For the past week, before returning today to North Carolina for knee replacement surgery next week, I have been in Mexico City where some of the world’s best museums are found. I added on two days on my own before we started our fifth Looking for Diego Rivera and Frida Kahlo Art History Study Tour this year!
Highlights to share with you:
At the Franz Mayer Museum there is a special exhibition of the collection of Ruth Lechuga’s folk art collection. A physician and photographer, Ruth Lechuga left Vienna, Austria with her family at age eighteen to escape the Holocaust. Mexican people and their creativity became her passion. (Mexico received many who sought asylum when the United States closed its doors.)
What is not to admire? Even Oaxaca’s great artist Francisco Toledo has worked with TANE to design this extraordinary silver fish that you see above.
In addition to contemporary jewelry designs, TANE creates traditional hammered and woven silver pieces, like this exceptional hammered rooster chandelier, above left. This is an extraordinary exhibition if you love the history of silver and silversmithing in Mexico. And, if you want to shop, there’s a TANE boutique at El Palacio de Hierro, Mexico City’s great department store, just a block from the Zocalo in the historic center of town. Pay attention to the Tiffany glass ceiling there, too.
The courtyard patio of the Franz Mayer Museum offers a lovely respite for espresso, sweets and good sandwiches, plus a perfect venue for a fashion photo shoot where amazing posters of social and political commentary from around the world hang.
We packed it in that day. Our next stop was to see the collection at the Soumaya Museum and the Jumex Museum in the wealthy Polanco district of Mexico City. These are both private museums owned by family foundations. The collections range from classical to contemporary.
We were blown away by the extent of the Soumaya Museum’s collection of Rodin and Dali bronze sculptures, and a floor devoted to Sophia Loren in Mexico.

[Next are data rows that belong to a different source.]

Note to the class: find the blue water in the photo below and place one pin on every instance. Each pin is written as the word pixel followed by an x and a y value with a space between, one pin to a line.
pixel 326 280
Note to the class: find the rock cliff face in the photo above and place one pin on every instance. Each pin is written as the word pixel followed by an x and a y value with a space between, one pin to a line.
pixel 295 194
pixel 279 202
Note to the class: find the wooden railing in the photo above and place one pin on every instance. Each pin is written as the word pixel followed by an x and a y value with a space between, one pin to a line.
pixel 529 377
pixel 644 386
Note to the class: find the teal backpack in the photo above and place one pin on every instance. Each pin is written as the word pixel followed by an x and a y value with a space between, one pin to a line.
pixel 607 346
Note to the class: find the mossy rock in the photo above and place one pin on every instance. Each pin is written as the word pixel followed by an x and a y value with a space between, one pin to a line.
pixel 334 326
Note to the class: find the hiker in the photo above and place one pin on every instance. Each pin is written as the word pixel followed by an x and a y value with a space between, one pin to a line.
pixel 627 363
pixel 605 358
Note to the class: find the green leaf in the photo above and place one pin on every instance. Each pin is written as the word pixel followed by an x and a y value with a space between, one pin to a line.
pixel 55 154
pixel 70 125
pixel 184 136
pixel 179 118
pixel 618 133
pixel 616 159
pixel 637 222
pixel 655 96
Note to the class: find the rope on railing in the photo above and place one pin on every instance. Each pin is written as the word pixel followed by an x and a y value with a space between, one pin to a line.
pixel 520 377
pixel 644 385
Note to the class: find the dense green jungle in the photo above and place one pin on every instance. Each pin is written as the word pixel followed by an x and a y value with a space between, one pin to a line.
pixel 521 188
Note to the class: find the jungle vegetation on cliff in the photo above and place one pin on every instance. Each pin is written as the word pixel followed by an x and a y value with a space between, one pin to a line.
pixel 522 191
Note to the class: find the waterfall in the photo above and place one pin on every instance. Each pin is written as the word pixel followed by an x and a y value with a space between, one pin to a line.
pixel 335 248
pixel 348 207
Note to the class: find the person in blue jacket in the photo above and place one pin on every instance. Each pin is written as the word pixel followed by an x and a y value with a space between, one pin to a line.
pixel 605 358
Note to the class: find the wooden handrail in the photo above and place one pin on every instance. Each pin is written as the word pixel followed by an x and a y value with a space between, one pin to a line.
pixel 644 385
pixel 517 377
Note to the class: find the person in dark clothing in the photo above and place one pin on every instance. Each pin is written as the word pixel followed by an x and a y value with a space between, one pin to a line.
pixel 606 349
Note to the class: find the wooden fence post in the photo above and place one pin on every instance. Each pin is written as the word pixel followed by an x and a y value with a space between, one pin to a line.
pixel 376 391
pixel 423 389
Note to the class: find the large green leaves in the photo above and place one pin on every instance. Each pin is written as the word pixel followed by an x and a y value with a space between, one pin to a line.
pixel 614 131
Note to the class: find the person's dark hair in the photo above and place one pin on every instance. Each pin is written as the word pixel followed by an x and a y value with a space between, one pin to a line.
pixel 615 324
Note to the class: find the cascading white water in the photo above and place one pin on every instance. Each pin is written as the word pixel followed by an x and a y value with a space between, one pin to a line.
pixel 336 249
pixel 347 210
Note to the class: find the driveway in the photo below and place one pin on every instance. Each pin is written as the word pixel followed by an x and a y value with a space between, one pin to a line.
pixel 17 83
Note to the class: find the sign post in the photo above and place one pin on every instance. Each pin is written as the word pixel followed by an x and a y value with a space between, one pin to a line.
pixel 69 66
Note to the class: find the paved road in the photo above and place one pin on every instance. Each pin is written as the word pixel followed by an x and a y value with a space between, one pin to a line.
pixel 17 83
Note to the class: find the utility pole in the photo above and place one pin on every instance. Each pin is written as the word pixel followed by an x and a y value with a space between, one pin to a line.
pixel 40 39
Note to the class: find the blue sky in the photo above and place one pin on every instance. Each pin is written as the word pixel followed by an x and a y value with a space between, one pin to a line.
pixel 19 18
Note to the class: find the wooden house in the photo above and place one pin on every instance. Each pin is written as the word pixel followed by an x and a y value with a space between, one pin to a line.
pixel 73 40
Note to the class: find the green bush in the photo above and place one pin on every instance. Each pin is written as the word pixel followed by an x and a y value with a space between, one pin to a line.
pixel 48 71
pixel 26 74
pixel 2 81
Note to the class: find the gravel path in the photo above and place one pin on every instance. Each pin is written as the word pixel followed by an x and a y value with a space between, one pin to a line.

Photos above show museum architecture and the office complex backdrop. This is not far from Chapultepec Park where we returned the next day to immerse ourselves in the art at the Rufino Tamayo Museum (the BEST museum store in the city, IMHO) and where we saw the temporary exhibition of Japanese-American artist Yayoi Kusama.
Then, on to the Museum of Modern Art that houses Frida Kahlo’s The Two Fridas and Diego Rivera’s portrait of his second wife Lupe Marin, plus other important works. We followed this with dinner at Chef Alejandro Rios’ Guzina Oaxaca.
How do we get around Mexico City? If I can’t get there on foot, I call UBER. Yes, Mexico City is served by UBER and you can usually get a private, secure car and driver to come pick you up in less than ten minutes. All cars have seat belts, most drivers provide a small bottle of water as a courtesy, and there is no exchange of money and no tipping. It’s the best!